Of the two, the Spanish settlements on the American coasts with the mines behind them drew the eyes of the adventurer, who secured his prizes at the sword's point, but Asia was the more tempting to the trader. The former dreamed of the sack of opulent cities; the latter dreamed of bustling wharves, and barter, and English ships coming home laden with spices and silks, the peaceful spoils of the market place and the tropical forest and the shark-haunted seas.
How to reach India "by a quick route, without crossing the sea paths of the Portuguese and the Spaniards," this, in a word, was the origin of the long and arduous search for the Northwest Passage.
It was the general belief that America was an island, but the size and shape of it was still only imperfectly known. That there was a water way round the southern end of the great continent had been proved by Magellan, who, in his voyage round the world, had passed through the straits that bear his name. The question now was, did a similar waterway exist at the northern end?
They believed that America tapered to a point northward, as it did southward. They little realized how the northern continent spread itself out into the cold Arctic seas, and with what a network of islands and ice floes it ended.
And so they sent out ships to search for a water way through those inhospitable seas, and the first to go was an Englishman, Martin Frobisher.
Greatly did he dare. We in these days of perfectly appointed ships, built of steel and driven by steam, can appreciate the hardihood of this hero and his crews, setting forth in two tiny craft of twenty-five and twenty tons burden, respectively, to solve the riddle of the northern seas! They sailed away—Queen Elizabeth herself waving them adieu from the windows of her palace at Greenwich—on June 12th, 1576, and a month later they were off the coast of Greenland.
Then came stormy weather.
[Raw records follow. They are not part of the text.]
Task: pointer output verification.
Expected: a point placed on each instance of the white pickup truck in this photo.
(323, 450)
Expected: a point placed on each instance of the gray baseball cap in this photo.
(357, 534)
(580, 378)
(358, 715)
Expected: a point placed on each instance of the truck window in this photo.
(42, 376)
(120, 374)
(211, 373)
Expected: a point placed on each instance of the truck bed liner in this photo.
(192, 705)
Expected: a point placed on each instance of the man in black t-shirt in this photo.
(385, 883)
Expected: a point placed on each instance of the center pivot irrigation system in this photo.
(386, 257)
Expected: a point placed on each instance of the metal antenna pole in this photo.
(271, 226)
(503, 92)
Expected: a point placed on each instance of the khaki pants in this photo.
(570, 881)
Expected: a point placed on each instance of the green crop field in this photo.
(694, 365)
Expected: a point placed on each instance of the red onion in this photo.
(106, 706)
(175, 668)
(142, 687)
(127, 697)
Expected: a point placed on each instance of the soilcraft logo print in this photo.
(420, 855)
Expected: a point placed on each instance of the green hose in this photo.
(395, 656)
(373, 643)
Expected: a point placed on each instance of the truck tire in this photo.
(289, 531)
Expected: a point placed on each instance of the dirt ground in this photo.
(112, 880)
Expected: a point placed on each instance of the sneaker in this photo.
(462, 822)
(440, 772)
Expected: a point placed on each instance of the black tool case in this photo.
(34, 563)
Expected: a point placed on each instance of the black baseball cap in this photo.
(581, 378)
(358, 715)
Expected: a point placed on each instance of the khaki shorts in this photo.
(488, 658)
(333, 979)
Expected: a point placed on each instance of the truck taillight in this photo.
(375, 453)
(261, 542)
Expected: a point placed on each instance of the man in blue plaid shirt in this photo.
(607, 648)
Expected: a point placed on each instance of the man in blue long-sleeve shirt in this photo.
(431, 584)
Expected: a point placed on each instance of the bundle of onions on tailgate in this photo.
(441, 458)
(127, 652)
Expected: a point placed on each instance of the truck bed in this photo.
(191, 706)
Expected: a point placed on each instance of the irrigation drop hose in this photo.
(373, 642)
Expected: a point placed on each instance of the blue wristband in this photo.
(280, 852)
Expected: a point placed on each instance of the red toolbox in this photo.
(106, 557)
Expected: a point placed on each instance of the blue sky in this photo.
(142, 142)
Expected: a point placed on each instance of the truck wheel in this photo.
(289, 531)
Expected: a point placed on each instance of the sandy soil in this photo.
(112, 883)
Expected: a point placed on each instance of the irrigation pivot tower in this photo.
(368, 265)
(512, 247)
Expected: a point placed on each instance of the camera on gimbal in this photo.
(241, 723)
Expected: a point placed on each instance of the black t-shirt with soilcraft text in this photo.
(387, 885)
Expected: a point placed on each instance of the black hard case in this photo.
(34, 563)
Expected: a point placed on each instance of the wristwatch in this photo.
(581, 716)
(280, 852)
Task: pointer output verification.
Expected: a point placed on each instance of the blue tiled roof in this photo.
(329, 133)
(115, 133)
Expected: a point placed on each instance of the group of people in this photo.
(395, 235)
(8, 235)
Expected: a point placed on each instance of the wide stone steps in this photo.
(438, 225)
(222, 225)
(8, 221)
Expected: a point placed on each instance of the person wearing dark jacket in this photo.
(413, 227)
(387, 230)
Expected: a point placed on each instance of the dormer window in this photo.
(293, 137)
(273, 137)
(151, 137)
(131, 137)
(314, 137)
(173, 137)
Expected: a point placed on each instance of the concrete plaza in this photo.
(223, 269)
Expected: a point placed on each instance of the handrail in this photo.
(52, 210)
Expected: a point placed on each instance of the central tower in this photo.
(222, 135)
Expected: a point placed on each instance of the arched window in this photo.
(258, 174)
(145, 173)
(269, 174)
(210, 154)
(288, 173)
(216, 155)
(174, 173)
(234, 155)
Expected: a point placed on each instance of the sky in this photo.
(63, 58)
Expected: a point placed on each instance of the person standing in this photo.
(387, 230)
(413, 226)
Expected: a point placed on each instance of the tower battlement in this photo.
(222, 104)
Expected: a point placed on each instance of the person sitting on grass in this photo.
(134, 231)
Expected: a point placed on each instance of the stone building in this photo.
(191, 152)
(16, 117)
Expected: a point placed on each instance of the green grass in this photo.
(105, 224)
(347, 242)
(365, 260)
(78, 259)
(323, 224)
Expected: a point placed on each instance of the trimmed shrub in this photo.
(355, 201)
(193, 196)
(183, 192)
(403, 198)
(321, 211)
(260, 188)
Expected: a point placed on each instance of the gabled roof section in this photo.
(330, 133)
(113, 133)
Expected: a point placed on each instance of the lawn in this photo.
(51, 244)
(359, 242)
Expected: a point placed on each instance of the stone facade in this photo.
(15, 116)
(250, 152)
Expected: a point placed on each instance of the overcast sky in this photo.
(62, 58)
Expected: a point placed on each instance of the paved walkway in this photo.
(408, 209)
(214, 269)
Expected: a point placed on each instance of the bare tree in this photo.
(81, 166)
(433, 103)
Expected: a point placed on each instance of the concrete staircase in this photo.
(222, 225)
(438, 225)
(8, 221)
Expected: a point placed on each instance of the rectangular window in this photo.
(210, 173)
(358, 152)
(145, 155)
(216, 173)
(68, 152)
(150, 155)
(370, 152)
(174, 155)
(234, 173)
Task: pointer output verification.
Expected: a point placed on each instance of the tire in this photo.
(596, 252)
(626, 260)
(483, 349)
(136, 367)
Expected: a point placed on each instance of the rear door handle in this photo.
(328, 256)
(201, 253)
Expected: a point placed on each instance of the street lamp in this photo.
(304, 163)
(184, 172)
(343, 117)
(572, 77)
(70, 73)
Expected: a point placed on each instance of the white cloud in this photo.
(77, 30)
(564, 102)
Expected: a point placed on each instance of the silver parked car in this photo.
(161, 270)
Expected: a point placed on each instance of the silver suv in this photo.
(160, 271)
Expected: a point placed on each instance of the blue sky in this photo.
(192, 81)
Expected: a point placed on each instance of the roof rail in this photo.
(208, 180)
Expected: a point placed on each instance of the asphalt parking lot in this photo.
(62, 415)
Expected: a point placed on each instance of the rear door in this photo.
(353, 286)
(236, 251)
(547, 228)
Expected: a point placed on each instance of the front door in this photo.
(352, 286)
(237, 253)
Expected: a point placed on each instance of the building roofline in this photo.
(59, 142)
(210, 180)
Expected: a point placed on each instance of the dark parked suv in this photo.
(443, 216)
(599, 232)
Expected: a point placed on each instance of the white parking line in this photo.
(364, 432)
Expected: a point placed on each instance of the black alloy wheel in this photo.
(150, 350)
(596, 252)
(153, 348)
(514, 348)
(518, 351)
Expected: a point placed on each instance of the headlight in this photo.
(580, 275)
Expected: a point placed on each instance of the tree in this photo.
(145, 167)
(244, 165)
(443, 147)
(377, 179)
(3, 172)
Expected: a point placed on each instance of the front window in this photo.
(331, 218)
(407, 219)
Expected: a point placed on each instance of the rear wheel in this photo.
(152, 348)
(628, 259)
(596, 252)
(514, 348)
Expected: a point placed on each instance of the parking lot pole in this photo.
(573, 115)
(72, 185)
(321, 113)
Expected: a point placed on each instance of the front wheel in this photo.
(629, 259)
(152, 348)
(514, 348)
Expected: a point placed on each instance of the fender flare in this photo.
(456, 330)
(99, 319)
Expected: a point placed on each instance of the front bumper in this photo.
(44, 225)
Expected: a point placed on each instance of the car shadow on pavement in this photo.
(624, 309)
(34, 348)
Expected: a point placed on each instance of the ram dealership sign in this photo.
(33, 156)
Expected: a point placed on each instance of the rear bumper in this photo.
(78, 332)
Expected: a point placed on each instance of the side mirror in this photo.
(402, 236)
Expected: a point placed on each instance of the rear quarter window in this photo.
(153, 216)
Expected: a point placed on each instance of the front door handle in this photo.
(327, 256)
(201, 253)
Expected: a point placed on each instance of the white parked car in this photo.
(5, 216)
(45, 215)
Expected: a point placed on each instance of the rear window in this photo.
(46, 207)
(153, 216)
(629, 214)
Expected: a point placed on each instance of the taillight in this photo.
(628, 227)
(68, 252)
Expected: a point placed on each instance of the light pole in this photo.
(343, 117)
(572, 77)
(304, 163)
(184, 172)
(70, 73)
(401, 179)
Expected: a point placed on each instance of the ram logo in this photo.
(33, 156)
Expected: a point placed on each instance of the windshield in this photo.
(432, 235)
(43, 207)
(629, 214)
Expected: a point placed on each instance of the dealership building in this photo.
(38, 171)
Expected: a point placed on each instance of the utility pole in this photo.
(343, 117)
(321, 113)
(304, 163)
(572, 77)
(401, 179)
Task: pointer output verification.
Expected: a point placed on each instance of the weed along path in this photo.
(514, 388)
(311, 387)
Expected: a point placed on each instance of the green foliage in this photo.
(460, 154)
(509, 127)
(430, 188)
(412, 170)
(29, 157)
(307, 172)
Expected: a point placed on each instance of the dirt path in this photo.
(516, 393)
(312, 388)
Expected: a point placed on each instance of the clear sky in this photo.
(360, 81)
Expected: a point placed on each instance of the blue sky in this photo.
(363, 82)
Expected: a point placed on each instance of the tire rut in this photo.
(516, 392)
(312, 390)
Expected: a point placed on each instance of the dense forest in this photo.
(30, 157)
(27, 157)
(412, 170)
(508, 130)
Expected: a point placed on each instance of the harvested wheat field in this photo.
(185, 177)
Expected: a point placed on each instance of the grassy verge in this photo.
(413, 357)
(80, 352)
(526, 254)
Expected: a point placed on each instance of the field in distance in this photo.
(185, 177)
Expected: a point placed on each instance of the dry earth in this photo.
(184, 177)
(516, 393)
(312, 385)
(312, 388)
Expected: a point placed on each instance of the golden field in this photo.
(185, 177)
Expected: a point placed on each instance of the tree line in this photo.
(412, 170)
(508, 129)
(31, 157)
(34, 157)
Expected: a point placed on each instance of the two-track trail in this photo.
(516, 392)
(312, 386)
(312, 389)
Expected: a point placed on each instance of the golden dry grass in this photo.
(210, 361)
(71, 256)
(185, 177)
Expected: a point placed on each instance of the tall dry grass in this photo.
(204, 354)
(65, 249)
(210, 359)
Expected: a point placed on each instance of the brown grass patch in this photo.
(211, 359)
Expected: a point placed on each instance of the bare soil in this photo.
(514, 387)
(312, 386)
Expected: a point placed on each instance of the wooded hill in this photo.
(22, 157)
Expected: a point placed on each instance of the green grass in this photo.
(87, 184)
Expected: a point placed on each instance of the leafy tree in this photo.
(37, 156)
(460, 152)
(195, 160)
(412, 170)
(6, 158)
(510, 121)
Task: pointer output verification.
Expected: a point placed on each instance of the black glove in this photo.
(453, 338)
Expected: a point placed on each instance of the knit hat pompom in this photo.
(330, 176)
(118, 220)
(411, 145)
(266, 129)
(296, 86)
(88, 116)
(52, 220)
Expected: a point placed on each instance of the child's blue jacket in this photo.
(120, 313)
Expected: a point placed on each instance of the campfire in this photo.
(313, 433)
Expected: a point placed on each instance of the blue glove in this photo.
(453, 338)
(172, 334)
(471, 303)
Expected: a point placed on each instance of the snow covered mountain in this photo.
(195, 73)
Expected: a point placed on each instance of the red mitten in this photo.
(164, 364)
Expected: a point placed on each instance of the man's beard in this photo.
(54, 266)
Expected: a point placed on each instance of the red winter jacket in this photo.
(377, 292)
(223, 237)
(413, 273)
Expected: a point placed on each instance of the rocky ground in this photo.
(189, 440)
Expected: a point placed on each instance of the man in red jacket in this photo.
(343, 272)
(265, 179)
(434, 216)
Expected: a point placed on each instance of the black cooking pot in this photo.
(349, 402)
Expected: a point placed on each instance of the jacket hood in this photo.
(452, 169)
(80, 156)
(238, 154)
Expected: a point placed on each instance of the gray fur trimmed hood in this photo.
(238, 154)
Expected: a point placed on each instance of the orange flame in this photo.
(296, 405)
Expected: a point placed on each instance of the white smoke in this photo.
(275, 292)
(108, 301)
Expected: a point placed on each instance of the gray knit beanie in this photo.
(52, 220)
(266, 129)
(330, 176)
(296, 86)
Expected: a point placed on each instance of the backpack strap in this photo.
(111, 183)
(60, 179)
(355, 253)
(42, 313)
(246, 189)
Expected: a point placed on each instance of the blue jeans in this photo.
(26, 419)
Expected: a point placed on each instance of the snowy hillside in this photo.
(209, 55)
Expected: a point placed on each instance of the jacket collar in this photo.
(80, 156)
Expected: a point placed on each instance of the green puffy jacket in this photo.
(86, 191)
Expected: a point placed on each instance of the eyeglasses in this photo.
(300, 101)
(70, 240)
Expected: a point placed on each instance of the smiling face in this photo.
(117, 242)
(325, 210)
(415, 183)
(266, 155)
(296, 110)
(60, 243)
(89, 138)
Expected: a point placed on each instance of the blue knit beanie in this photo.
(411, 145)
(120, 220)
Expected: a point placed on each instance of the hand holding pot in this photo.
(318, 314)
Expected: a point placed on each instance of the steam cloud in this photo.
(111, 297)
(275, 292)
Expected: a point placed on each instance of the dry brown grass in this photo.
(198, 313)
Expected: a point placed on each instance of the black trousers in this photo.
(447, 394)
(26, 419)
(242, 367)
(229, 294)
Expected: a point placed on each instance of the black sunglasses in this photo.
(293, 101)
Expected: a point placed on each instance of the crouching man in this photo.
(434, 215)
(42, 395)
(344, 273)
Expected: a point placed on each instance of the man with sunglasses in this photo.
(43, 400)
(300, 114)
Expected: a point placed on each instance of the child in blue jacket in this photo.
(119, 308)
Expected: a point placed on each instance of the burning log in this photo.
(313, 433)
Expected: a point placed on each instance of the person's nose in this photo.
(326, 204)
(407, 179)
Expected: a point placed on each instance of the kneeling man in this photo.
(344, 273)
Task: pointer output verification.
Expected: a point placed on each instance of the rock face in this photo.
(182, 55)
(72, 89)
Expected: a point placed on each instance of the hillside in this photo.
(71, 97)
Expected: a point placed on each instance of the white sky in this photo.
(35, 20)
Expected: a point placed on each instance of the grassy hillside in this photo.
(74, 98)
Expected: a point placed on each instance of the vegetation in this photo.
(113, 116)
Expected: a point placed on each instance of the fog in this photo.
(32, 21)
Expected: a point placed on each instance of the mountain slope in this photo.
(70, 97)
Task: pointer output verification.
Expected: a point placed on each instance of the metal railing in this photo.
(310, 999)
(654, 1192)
A pinnace with her crew of four was sunk, and Frobisher found himself alone—one ship among the never-ending ice. For his consort had gone home, discouraged by the forbidding outlook.
But almost immediately after this disappointment there came a gleam of hope. He beheld what appeared to be a passageway trending westward. It seems that this is still called Frobisher Bay. As he sailed through he thought that he had Asia on one side and America on the other. It was but a happy delusion. The projecting corner of Asia was far away; he was only abreast of what has since been named Baffin's Land.
Frobisher's second voyage, made in 1577, was rather a gold quest than a journey of discovery. A lump of stone (probably iron pyrites) had been brought home by one of the sailors as a souvenir of the first voyage. The particles of gold in it fired the fancies of some Londoners with the idea that Eldorado might perhaps, after all, be among the northern ice.
So Frobisher's ships went out again, and brought home something like 200 tons of the black stone. A third time they made the voyage, no less than fifteen ships taking part in the expedition, the object of which was to establish a sort of settlement for the working of the supposed "gold mine." But nothing came of the attempt. Bewildering fogs and perilous storms and threatening icebergs beset the puny fleet; sickness followed hard upon the exposure and privations long endured by the poor fellows who manned it, and at last the scheme was abandoned.